Sukses

Jokowi: Jika Perang Rusia-Ukraina Berlanjut, Krisis Pengungsi Terbesar Sepanjang Abad Akan Terjadi

Presiden Joko Widodo atau Jokowi mengatakan gagalnya kesepakatan gencatan senjata antara Rusia-Ukraina mendorong bertambah korban jiwa.

Liputan6.com, Jakarta - Presiden Joko Widodo atau Jokowi mengatakan gagalnya kesepakatan gencatan senjata antara Rusia-Ukraina mendorong bertambah korban jiwa. Tak hanya itu, hal ini juga berdampak terhadap krisis kemanusian di Ukraina.

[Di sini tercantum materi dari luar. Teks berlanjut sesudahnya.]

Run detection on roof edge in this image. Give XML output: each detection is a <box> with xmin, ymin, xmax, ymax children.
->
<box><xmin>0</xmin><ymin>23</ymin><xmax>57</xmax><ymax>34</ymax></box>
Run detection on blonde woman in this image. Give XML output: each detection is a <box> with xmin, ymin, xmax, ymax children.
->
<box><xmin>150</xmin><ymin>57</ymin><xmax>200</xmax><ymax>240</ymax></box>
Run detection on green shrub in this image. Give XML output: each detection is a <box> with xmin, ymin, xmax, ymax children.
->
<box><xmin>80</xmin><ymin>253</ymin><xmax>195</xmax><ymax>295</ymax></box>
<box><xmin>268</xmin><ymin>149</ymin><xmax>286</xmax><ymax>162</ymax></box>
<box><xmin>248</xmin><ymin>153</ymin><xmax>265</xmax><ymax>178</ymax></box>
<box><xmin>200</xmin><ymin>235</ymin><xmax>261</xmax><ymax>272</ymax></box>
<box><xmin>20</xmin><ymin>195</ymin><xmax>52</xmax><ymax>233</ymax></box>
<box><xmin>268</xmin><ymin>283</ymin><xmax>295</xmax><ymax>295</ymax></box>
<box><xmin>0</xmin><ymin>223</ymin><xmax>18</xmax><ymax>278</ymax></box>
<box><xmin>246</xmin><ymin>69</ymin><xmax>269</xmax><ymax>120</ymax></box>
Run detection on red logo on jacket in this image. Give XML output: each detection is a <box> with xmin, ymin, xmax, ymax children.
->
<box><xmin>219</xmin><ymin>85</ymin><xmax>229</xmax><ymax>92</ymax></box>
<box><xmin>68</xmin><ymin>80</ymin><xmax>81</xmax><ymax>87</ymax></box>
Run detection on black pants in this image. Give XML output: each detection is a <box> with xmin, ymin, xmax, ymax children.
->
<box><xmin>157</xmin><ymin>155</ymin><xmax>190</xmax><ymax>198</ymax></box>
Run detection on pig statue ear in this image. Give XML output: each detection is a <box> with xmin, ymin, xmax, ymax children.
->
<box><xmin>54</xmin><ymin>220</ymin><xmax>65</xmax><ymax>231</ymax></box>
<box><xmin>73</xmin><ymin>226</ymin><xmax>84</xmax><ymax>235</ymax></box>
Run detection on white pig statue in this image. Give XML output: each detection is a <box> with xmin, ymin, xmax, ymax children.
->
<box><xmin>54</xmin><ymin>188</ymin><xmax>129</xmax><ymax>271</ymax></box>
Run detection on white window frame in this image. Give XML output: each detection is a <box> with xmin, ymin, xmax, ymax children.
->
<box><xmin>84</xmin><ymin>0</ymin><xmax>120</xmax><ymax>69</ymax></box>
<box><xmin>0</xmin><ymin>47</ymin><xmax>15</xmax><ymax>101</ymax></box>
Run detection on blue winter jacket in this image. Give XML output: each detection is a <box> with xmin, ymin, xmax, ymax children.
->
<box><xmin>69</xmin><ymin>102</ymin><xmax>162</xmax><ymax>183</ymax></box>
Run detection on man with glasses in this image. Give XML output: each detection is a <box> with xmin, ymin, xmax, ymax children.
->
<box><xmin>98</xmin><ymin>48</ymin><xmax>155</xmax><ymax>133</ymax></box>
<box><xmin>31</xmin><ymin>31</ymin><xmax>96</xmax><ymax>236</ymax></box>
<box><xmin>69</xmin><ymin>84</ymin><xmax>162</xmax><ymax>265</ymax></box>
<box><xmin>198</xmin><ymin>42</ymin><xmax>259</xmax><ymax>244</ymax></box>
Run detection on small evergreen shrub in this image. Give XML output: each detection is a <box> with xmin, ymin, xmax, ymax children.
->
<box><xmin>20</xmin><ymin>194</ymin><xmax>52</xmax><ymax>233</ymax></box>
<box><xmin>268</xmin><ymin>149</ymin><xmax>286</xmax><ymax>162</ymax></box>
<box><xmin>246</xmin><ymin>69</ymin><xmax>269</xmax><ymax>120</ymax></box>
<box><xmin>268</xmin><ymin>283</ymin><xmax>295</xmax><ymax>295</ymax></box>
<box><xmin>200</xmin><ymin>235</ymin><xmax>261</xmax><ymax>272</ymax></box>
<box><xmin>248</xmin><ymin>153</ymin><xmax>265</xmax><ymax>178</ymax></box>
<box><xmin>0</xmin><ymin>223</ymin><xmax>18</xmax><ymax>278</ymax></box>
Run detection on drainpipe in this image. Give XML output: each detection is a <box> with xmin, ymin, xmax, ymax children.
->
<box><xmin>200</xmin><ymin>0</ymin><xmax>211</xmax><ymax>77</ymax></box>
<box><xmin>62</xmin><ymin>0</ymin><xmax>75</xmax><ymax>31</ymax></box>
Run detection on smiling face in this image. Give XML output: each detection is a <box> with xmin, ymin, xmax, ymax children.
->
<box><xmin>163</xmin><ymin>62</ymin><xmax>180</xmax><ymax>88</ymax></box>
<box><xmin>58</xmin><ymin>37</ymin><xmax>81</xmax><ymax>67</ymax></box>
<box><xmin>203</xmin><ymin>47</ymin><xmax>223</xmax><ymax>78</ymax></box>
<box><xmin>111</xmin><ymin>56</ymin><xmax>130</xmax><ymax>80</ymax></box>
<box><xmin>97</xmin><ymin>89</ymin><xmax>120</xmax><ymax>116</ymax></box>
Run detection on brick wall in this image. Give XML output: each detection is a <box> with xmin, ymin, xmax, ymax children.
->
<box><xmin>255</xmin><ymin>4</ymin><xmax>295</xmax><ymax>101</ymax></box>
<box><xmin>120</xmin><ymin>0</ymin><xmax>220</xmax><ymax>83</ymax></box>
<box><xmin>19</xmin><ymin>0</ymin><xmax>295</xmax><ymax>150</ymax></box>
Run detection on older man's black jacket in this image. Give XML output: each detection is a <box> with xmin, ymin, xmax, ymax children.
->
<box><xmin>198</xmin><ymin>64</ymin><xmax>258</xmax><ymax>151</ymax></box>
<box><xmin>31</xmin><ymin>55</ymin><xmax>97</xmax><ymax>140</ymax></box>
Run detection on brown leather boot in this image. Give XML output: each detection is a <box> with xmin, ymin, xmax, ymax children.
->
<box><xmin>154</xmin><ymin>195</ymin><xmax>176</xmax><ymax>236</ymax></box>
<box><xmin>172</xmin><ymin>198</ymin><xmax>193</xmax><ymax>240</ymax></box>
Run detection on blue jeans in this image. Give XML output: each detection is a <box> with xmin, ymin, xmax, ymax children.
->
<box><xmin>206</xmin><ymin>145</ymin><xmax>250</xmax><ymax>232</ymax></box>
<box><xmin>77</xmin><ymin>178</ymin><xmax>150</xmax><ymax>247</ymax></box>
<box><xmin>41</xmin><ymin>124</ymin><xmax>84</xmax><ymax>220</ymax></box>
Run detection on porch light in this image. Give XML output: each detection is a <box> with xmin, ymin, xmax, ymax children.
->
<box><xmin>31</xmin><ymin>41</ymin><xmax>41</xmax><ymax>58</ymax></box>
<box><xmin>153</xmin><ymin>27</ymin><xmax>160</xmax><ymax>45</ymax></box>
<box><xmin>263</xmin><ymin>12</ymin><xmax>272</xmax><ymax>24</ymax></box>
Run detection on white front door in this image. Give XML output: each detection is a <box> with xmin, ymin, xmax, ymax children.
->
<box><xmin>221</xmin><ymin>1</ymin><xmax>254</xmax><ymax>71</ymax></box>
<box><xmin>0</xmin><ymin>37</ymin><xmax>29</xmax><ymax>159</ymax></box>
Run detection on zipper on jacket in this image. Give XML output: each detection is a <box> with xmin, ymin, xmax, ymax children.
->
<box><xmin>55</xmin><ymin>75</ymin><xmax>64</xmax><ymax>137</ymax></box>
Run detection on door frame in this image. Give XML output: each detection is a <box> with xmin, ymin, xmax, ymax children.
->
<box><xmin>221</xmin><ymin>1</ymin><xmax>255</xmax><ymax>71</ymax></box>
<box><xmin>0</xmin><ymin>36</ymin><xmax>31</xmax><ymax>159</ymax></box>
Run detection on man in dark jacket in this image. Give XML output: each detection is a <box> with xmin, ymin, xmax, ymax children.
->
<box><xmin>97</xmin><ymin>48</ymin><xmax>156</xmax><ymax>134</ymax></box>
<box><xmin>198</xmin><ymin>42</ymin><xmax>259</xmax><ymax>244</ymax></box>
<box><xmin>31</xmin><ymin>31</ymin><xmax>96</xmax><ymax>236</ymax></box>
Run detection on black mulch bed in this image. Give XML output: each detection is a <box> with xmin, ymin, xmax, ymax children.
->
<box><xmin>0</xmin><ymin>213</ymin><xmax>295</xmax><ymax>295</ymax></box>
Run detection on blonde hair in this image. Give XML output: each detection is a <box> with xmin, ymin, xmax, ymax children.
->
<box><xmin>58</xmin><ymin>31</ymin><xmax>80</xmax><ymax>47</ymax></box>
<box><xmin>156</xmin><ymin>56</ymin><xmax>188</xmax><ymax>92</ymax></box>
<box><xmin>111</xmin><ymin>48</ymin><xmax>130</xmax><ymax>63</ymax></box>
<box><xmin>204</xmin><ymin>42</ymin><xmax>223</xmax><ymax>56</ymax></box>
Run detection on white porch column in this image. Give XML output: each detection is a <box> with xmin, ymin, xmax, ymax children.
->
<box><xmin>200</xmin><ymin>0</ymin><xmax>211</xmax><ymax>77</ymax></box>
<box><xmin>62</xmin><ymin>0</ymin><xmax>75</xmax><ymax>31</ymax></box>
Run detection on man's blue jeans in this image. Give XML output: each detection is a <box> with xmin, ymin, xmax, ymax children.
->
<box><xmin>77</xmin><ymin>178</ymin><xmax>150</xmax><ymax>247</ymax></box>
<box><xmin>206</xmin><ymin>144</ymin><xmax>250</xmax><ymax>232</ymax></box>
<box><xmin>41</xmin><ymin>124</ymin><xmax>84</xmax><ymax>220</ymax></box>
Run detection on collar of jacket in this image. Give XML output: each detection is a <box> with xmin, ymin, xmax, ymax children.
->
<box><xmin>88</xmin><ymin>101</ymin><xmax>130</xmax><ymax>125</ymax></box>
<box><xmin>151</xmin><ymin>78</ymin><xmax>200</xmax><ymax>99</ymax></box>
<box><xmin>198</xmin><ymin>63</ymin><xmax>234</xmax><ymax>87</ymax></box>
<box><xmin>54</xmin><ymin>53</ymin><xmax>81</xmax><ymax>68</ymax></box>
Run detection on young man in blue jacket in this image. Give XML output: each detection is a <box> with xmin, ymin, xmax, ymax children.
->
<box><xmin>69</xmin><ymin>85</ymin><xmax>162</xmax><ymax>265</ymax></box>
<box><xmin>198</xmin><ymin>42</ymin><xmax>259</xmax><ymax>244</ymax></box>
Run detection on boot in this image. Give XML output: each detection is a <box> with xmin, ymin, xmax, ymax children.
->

"Gagalnya kesepakatan gencatan senjata di Ukraina bukan hanya mendorong eskalasi konflik bersenjata tetapi semakin bertambahnya korban jiwa dan krisis kemanusian di Ukraina," kata Jokowi melalui akun twitternya @jokowi, Selasa (8/3/2022).

Dia mengingatkan bahwa perang adalah persoalan ego dan hanya menonjolkan kepentingan. Total ada 1,2 juta manusia yang harus mengungsi ke negara lain akibat perang Rusia-Ukraina.

"Perang adalah persoalan ego, melupakan sisi kemanusiaan, dan hanya menonjolkan kepentingan dan kekuasaan," ujarnya.

"Menurut UNHCR, sudah 1,2 juta orang harus mengungsi ke negara lain karena perang di Ukraina," sambung Jokowi.

Dia pun mengajak semua pihak untuk bersama-sama mencegah agar krisis ini tak terus berlanjut. Pasalnya, apabila terjadi akan timbul krisis pengungsi terbesar sepanjang abad.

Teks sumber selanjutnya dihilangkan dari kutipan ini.